University of Colorado law professor Richard Collins said it's a safe assumption that publicly owned hospitals face fewer lawsuits than they otherwise might because of the statute.
Collins suspects Colorado lawmakers established the caps to protect state government from jackpot juries.
"They're worried about some political jury that would impose liability on the state for millions or billions of dollars," Collins said.
The state can lift the cap in a specific case, but it's rare. The Lower North Fork Fire in 2012 proved to be the exception after a controlled burn got out of control.
The unintentional fire destroyed 22 homes and killed three people. Lawmakers approved $18 million to be divided among all the victims.
"Some pretty powerfully connected folks had damage and wanted to be compensated," Puga said.
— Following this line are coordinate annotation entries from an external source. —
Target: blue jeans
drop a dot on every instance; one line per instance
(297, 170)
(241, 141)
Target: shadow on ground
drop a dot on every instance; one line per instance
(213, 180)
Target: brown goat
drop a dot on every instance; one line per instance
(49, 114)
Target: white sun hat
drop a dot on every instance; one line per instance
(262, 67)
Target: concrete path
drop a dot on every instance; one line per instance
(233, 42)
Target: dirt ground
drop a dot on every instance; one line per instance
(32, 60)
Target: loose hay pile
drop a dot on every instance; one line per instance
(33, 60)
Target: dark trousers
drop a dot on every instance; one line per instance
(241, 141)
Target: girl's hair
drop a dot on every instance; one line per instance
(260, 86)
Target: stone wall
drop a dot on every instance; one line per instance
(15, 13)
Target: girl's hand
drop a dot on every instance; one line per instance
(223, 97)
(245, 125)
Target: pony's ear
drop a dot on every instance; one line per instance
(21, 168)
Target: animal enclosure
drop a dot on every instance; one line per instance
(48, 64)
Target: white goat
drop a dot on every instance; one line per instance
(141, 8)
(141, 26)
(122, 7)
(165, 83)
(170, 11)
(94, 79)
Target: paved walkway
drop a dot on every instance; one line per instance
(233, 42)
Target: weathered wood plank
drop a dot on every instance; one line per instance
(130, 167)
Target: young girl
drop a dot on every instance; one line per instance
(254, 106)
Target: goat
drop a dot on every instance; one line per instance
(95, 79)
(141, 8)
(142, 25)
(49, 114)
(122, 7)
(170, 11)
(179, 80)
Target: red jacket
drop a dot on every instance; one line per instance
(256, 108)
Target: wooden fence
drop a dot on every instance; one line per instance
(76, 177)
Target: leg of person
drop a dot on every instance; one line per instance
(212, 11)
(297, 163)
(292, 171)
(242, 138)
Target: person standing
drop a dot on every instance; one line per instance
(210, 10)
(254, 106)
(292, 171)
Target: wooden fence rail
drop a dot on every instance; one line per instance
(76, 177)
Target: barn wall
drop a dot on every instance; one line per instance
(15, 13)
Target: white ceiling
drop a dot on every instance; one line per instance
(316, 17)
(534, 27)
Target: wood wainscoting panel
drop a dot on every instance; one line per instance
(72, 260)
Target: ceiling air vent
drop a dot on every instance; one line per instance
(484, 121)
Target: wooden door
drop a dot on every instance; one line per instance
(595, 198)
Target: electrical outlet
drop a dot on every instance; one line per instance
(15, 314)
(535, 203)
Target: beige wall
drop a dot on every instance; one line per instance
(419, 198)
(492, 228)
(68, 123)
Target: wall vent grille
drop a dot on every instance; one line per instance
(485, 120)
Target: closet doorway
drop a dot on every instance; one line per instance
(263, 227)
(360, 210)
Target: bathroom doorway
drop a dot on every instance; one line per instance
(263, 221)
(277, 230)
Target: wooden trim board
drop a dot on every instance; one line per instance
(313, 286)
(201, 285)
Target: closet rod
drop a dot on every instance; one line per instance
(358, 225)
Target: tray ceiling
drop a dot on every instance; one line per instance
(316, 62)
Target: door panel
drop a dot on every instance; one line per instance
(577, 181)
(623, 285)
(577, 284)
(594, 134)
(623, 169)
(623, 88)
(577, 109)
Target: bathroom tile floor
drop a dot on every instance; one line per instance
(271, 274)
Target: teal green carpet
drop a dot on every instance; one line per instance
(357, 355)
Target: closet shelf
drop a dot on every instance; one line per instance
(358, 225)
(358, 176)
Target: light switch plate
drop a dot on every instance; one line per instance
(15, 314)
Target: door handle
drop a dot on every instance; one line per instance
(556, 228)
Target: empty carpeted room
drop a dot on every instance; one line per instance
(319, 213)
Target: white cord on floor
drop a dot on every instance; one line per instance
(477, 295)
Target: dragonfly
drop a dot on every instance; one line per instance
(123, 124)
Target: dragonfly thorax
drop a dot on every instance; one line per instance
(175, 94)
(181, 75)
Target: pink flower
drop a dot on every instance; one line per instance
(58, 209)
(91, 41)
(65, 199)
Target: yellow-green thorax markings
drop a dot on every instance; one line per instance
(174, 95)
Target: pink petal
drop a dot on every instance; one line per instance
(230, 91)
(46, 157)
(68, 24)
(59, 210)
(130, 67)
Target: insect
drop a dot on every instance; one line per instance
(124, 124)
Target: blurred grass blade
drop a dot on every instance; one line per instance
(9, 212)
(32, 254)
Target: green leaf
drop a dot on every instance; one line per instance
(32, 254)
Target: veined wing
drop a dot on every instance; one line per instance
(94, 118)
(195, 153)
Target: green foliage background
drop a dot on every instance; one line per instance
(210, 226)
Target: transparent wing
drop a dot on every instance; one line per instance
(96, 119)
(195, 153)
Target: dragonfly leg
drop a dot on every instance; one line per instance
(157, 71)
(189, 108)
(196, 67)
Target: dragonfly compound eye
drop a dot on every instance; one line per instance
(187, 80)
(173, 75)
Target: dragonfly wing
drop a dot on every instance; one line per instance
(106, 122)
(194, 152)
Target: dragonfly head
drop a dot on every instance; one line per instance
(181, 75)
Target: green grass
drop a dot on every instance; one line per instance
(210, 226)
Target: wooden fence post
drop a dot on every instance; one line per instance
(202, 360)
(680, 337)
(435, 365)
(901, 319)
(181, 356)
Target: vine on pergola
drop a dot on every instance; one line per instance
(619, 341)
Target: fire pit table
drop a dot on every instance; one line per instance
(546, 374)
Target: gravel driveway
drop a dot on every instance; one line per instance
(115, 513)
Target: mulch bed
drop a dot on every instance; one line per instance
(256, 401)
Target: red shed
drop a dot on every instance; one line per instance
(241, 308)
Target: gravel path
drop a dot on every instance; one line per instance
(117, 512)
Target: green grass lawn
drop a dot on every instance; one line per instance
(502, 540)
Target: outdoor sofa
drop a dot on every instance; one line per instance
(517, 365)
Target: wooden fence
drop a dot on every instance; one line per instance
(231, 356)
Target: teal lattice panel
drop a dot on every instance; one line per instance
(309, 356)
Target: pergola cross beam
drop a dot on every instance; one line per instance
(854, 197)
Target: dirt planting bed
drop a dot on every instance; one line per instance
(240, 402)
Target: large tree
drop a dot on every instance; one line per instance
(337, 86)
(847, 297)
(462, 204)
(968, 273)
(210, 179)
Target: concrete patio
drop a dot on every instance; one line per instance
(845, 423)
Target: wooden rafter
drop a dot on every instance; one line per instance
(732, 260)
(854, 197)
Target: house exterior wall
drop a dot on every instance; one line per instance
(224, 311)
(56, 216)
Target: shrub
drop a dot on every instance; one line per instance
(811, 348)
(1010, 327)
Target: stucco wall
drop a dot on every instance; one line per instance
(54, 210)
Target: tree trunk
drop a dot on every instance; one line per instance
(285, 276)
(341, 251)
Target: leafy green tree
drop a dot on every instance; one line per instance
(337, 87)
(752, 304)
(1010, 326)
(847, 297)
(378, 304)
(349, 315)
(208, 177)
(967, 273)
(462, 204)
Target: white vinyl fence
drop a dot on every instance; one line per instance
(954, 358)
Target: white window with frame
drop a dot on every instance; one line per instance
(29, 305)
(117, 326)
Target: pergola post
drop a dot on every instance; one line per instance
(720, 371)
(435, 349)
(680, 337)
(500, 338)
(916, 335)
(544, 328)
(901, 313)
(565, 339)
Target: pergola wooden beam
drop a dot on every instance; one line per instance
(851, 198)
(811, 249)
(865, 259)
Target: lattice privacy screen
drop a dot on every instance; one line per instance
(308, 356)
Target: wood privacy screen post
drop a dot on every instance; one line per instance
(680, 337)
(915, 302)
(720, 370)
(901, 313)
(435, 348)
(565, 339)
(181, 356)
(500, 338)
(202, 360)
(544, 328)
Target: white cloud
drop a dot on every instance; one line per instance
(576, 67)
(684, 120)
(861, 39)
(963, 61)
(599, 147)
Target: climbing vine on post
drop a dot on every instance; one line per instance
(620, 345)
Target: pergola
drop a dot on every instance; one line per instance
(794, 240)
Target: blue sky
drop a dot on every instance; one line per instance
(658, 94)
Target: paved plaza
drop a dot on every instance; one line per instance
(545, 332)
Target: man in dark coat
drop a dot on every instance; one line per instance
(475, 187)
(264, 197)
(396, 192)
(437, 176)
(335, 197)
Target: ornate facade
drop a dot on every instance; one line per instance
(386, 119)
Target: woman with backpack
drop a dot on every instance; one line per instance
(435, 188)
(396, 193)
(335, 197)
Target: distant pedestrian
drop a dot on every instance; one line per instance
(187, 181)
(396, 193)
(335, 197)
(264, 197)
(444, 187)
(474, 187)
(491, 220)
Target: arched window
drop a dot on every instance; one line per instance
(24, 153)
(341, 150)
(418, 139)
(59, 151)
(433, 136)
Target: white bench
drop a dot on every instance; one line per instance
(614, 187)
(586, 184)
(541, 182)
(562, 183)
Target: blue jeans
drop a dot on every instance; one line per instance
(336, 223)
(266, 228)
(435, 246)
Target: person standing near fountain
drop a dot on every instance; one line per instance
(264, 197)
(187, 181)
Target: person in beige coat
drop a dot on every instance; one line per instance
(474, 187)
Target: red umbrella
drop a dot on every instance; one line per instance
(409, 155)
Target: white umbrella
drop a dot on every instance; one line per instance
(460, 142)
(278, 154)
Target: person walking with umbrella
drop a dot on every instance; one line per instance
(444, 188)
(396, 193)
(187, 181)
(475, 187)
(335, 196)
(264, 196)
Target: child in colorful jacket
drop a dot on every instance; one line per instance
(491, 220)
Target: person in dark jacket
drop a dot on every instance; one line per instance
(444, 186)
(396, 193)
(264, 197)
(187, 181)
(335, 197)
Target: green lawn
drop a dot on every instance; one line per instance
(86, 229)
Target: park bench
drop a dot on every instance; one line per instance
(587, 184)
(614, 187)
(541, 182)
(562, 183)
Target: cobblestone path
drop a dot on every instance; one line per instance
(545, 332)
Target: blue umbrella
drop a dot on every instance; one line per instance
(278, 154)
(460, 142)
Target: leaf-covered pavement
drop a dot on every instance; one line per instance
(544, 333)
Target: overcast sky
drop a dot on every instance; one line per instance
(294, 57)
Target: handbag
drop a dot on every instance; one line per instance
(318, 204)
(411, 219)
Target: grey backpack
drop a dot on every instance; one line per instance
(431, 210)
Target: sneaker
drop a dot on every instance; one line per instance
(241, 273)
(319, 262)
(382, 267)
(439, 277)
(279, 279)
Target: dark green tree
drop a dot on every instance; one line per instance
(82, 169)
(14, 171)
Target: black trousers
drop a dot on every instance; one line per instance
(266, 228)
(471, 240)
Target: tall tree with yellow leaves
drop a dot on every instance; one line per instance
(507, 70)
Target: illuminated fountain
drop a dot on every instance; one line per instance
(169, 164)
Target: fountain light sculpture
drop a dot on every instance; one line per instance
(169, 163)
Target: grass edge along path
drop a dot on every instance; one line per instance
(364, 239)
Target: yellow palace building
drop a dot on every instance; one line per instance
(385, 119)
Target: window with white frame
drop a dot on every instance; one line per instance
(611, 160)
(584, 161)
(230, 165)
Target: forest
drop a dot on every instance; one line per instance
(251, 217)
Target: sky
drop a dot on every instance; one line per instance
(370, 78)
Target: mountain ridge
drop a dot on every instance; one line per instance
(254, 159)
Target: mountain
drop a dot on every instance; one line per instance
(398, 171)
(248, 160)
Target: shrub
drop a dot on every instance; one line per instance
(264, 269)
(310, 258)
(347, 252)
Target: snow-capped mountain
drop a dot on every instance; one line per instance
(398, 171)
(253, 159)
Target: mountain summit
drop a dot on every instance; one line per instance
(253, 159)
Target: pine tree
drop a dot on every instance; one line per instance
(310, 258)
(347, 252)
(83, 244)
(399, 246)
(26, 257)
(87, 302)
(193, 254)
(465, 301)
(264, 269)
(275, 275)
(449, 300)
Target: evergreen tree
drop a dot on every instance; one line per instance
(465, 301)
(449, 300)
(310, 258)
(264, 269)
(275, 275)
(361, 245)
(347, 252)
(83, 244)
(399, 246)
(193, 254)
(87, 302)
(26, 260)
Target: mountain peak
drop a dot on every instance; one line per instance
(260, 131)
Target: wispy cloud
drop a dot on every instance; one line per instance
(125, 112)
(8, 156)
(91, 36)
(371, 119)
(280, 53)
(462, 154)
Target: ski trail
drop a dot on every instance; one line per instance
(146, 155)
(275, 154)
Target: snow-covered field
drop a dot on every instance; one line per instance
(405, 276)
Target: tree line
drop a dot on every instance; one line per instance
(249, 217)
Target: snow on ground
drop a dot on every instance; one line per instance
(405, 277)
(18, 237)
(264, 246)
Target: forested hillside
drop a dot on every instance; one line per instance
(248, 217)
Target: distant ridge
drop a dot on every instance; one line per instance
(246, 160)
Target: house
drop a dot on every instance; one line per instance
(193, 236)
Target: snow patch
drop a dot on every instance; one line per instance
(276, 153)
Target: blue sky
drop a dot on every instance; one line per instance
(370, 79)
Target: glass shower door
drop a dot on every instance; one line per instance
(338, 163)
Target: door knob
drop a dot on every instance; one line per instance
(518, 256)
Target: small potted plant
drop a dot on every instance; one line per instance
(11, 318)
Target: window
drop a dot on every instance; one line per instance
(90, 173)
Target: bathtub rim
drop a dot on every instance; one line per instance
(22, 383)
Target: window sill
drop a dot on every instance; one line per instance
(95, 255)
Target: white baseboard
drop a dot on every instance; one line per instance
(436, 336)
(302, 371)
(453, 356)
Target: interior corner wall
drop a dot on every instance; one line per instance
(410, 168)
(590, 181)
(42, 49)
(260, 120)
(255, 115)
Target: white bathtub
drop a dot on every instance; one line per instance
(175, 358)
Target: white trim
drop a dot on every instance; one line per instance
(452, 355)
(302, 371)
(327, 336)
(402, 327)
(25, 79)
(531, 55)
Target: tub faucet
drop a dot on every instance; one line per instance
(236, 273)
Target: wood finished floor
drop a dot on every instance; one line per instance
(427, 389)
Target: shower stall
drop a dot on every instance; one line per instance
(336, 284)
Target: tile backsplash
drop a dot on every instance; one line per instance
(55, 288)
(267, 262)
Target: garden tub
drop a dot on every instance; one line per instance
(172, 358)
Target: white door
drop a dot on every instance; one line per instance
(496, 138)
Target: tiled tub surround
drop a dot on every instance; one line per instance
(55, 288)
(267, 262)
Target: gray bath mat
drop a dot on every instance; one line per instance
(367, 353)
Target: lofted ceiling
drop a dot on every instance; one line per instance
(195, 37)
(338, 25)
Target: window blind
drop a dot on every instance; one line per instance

Burnett acknowledges she is not politically connected.
"It's not fair. That is not fair," Burnett said.
The hospital said in an email it's considered a quasi-government entity in part because it treats the most Medicaid patients in Colorado and in 2016 provided $223 million in uncompensated care for uninsured and underinsured patients.
Burnett said the hospital is willing to do an implant surgery to replace her left breast, but she's decided to seek a referral elsewhere.
The damage cap for state entities used to be a $150,000 but in 2013, Colorado lawmakers raised it to the current amount, still too low, according to numerous medical malpractice attorneys.